Armenian President Serzh Sarkisian
Armenian President Serzh Sarkisian
YEREVAN -- Armenian President Serzh Sarkisian was given a friendly reception in southern Russia on October 7, the last stop on his weeklong tour of major Armenian diaspora communities, RFE/RL's Armenian Service reported.

The meeting in Rostov-na-Donu brought together some 250 intellectuals, entrepreneurs, and leaders of Armenian organizations in Russia.

Unlike at other locations during the recent tour, no protests were reported in Russia.

Armenia's ambassador to Russia, Armen Smbatian, told RFE/RL that in contrast to Armenian communities in the United States, France, and other countries, "[Armenians in Russia] lived under the Soviet system and are closely tied to Armenia.

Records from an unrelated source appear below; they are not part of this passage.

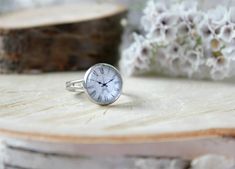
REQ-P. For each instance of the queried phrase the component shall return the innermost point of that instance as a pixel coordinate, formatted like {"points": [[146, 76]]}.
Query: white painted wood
{"points": [[150, 109]]}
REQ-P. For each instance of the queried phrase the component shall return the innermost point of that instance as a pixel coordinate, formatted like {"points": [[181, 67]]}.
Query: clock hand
{"points": [[105, 84], [109, 81]]}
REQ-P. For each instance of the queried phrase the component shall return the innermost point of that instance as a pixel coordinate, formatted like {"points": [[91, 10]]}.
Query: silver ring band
{"points": [[75, 86]]}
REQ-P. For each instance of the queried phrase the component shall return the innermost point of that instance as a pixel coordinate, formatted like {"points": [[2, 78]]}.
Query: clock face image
{"points": [[103, 84]]}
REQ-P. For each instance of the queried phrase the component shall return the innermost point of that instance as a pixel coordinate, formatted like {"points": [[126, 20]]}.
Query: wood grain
{"points": [[150, 109], [64, 37]]}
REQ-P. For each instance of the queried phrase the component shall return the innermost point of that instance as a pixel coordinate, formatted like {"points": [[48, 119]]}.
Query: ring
{"points": [[102, 83]]}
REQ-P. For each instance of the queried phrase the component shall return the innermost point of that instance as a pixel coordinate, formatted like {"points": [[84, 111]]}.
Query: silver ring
{"points": [[75, 86], [102, 83]]}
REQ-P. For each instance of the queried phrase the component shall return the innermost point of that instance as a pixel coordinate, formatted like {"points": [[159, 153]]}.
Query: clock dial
{"points": [[103, 84]]}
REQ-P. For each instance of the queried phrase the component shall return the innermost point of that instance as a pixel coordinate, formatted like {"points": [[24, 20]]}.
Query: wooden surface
{"points": [[62, 14], [58, 38], [150, 109]]}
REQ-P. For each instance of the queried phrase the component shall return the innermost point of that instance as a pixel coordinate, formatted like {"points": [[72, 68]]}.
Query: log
{"points": [[65, 37]]}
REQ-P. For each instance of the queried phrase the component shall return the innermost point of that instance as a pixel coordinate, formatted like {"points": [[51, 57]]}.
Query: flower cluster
{"points": [[182, 40]]}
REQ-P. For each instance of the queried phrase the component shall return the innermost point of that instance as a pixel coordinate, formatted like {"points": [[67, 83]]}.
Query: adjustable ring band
{"points": [[75, 86]]}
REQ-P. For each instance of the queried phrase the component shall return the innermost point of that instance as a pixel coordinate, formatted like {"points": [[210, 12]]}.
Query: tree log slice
{"points": [[68, 37]]}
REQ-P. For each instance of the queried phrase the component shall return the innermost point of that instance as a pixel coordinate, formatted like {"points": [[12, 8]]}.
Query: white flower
{"points": [[206, 31], [218, 15], [170, 34], [186, 6], [183, 29], [215, 44], [229, 52], [174, 50], [232, 15], [227, 33]]}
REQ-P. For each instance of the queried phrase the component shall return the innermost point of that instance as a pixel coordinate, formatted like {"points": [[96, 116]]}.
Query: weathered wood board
{"points": [[150, 109], [64, 37]]}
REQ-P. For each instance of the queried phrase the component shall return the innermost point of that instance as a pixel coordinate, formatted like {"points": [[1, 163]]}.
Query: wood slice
{"points": [[68, 37], [44, 126], [39, 107]]}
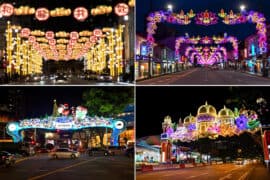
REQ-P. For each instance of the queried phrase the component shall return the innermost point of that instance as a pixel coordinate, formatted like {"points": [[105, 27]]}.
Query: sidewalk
{"points": [[160, 75], [260, 172]]}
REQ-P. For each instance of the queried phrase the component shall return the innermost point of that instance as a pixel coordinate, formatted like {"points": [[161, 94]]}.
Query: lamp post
{"points": [[150, 65], [170, 7], [242, 7]]}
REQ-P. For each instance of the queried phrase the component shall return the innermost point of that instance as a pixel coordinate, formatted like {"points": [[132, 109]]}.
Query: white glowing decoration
{"points": [[119, 125], [12, 127]]}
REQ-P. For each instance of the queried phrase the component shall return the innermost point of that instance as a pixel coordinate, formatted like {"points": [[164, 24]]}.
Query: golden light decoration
{"points": [[42, 39], [32, 39], [37, 33], [121, 9], [25, 32], [97, 32], [6, 9], [24, 10], [42, 14], [131, 3], [62, 41], [62, 34], [74, 35], [80, 13], [83, 39], [85, 33], [49, 35], [58, 12]]}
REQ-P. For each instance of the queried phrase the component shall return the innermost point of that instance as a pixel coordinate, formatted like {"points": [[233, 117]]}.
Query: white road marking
{"points": [[228, 176]]}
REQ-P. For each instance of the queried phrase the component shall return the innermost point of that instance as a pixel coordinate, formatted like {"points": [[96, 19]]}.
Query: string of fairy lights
{"points": [[26, 48], [101, 48], [210, 124]]}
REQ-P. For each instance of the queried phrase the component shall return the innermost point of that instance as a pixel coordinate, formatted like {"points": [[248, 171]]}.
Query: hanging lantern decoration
{"points": [[42, 14], [49, 35], [6, 9], [32, 39], [74, 35], [206, 18], [72, 41], [52, 42], [121, 9], [93, 39], [80, 13], [97, 32], [25, 32]]}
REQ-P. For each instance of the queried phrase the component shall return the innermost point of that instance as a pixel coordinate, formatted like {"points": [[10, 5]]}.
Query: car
{"points": [[43, 150], [104, 77], [61, 79], [7, 159], [130, 152], [98, 151], [64, 153], [239, 161], [117, 150]]}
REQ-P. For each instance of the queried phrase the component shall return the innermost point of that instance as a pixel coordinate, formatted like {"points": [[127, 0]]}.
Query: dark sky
{"points": [[240, 31], [68, 23], [38, 101], [154, 103]]}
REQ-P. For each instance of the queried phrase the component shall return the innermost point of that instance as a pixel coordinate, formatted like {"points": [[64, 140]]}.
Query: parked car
{"points": [[7, 159], [130, 152], [239, 161], [100, 152], [64, 153], [117, 150], [104, 77], [43, 150]]}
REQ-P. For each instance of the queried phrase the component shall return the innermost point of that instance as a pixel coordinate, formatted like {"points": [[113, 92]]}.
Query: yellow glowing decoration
{"points": [[58, 12], [24, 10], [100, 10]]}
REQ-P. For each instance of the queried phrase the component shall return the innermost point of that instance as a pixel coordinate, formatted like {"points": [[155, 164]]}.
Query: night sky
{"points": [[39, 100], [240, 31], [68, 23], [154, 103]]}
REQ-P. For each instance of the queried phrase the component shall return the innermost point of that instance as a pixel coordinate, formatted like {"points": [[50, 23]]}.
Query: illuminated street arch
{"points": [[66, 123], [208, 123], [207, 18], [206, 55], [207, 41]]}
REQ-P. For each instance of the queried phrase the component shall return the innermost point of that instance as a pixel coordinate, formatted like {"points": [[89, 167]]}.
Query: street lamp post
{"points": [[170, 7], [150, 65]]}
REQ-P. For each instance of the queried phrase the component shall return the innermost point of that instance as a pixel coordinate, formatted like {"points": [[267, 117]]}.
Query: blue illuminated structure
{"points": [[66, 123]]}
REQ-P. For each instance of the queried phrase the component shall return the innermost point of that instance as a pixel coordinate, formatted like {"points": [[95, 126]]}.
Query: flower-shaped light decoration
{"points": [[206, 18], [241, 122], [253, 121]]}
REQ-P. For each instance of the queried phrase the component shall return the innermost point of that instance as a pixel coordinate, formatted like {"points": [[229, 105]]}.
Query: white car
{"points": [[64, 153]]}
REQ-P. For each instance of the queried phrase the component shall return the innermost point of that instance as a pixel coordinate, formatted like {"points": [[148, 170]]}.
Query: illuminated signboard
{"points": [[66, 123]]}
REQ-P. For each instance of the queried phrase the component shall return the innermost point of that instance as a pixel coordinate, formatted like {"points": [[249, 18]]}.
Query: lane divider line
{"points": [[60, 169]]}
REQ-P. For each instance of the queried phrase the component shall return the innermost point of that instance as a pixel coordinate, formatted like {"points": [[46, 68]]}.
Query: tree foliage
{"points": [[108, 101]]}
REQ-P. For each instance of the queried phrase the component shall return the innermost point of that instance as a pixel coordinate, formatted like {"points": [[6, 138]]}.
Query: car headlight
{"points": [[119, 124]]}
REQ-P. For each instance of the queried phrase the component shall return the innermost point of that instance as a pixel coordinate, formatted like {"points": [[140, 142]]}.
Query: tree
{"points": [[107, 102]]}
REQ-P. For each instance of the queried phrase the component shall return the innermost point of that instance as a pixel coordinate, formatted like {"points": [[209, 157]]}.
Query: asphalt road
{"points": [[214, 172], [206, 76], [70, 82], [83, 168]]}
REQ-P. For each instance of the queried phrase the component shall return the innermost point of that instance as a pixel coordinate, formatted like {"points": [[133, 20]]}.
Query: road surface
{"points": [[206, 76], [214, 172], [83, 168]]}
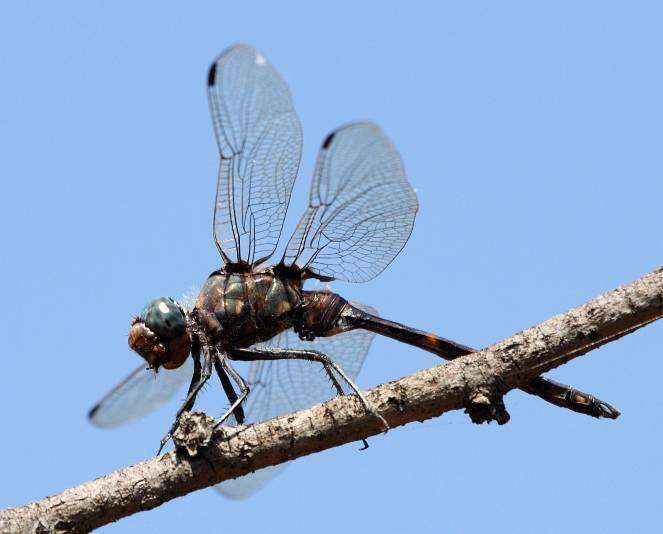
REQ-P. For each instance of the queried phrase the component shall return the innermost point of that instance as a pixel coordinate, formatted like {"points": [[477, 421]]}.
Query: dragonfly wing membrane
{"points": [[361, 207], [285, 386], [139, 394], [260, 142]]}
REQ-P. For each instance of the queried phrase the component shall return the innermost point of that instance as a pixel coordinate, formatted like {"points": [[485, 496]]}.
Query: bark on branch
{"points": [[476, 382]]}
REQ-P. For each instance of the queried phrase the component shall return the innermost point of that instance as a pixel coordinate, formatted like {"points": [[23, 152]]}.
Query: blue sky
{"points": [[532, 134]]}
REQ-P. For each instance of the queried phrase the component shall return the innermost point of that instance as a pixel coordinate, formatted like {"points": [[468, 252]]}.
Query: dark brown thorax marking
{"points": [[240, 309]]}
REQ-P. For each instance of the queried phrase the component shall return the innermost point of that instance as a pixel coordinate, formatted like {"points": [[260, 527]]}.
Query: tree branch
{"points": [[475, 382]]}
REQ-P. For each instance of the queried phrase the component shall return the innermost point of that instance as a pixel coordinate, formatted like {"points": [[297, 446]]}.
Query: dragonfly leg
{"points": [[198, 380], [328, 364], [228, 389], [236, 405]]}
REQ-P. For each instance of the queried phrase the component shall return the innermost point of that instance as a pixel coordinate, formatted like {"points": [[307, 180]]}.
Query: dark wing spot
{"points": [[211, 75], [93, 411], [328, 140]]}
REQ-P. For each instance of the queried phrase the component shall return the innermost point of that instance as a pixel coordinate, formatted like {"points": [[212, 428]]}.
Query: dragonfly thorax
{"points": [[240, 309]]}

They have everyday contact with people in Armenia and they want life to get better [there]."

However, a number of Armenian organizations -- including Russian-Armenian Cooperation, the Ararat Union, and the editorial staff of the "Yerkramas" newspaper -- had issued a call ahead of Sarkisian's visit urging him not to sign the protocols.

Sarkisian was met in France, the United States, and Lebanon with protests staged by some members of the local Armenian communities who oppose the current protocols.

The latest protests were held in Beirut on October 6 when he arrived for a meeting with representatives of the large diaspora communities of the Middle East and the broader region.

Before the meeting, Sarkisian met with Beirut-based Catholicos Aram I of the Great House of Cilicia, the number two figure in the Armenian Orthodox Church hierarchy, who added his voice to those with concerns about the protocols in a letter to Sarkisian two weeks ago.

During meetings in five countries, Sarkisian attempted to persuade diaspora Armenians that the protocols do not harm Armenian state and national interests but rather open new opportunities for resolving the centuries-old feud between the two countries.

During his visit to Beirut, Sarkisian said that "the current unnatural situation" between the two states suits neither of them.

He added that the establishment of diplomatic relations and the opening of the border will "create a platform, a more or less bearable environment, for continued dialogue and negotiations."

Armenian and Turkish officials are expected to sign the protocols on October 10 in Switzerland.

The agreement will then go to the respective parliaments for ratification.